Vertreter der deutschen Minderheit und Lokalpolitiker gedenken alljährlich der Gewaltopfer, an die eine Gedenktafel auf der Brücke erinnert, so auch in diesem Jahr, am Sonntag, den 31. Juli 2022. In ihrer Eröffnungsrede erinnerte Brigitte Gottmann, eine gebürtige Aussigerin und Zeitzeugin, die die Gedenkveranstaltung seit mehreren Jahren organisiert und moderiert, an die Ereignisse des 31. Juli 1945. Sie beschrieb die Umstände der inszenierten Explosion, die als Vorwand zur Gewalt gegen ahnungslose deutsche Anwohner diente, die an diesem Tag von der Arbeit über die Brücke gingen. Weitere Redner waren der Bürgermeister von Aussig, Petr Nedvědický, die Stadträtin des Stadtbezirks Střekov, Eva Outlá, ein Mitglied des Komitees für nationale Minderheiten der Region Aussig, Karel Karika, sowie Radek Novák, Vorsitzender des Deutschen Kulturverbands und Martin Herbert Dzingel, Präsident der Landesversammlung der deutschen Vereine und stellvertretender Vorsitzender des Regierungsrates für nationale Minderheiten.
In fast allen Reden hallte das Echo der Vergangenheit in Verbindung mit der Gegenwart wider, in der in der Ukraine Gewalt von Mensch zu Mensch herrscht und ein fremder Staat sich nehmen will, was ihm nicht gehört. Das abschließende Gebet und das symbolische Werfen von Blumen in den Fluss für die Gewaltopfer gewann dadurch an Dringlichkeit und Aktualität.
An der Veranstaltung nahmen Mitglieder der Ortsgruppe des Kulturverbandes in Aussig, Mitglieder der Ortsgruppe in Prag sowie weitere Menschen aus der Tschechischen Republik und Deutschland teil.

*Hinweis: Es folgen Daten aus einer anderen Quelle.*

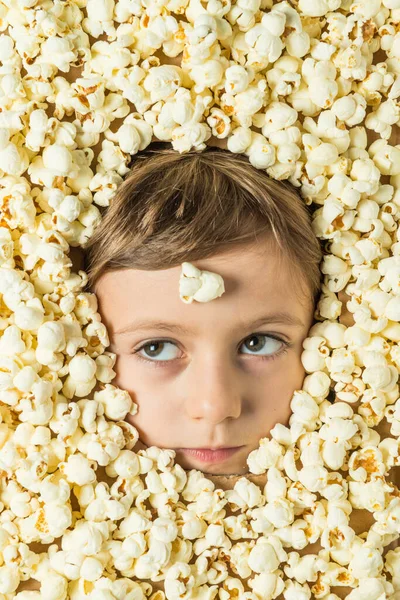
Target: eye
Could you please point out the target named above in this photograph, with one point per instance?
(262, 345)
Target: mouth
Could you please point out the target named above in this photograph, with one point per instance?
(210, 455)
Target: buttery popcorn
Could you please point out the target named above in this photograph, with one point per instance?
(200, 285)
(304, 76)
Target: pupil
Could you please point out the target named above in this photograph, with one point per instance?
(254, 346)
(154, 345)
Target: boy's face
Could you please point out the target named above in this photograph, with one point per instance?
(222, 381)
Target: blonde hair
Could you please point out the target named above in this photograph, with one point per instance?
(175, 207)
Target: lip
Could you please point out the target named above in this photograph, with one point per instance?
(210, 455)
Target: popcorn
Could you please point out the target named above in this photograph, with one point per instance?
(195, 284)
(305, 88)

Herr Erich Lederer, ehemaliger Vertreter der deutschen Minderheit im Regierungsrat für nationale Minderheiten und Mitglied der Ortsgruppe des Kulturverbandes in Aussig, war dieses Jahr nicht bei der Veranstaltung anwesend. Kurz darauf erhielten wir die Information, dass er genau an diesem Tag unerwartet im Alter von 88 Jahren verstorben ist.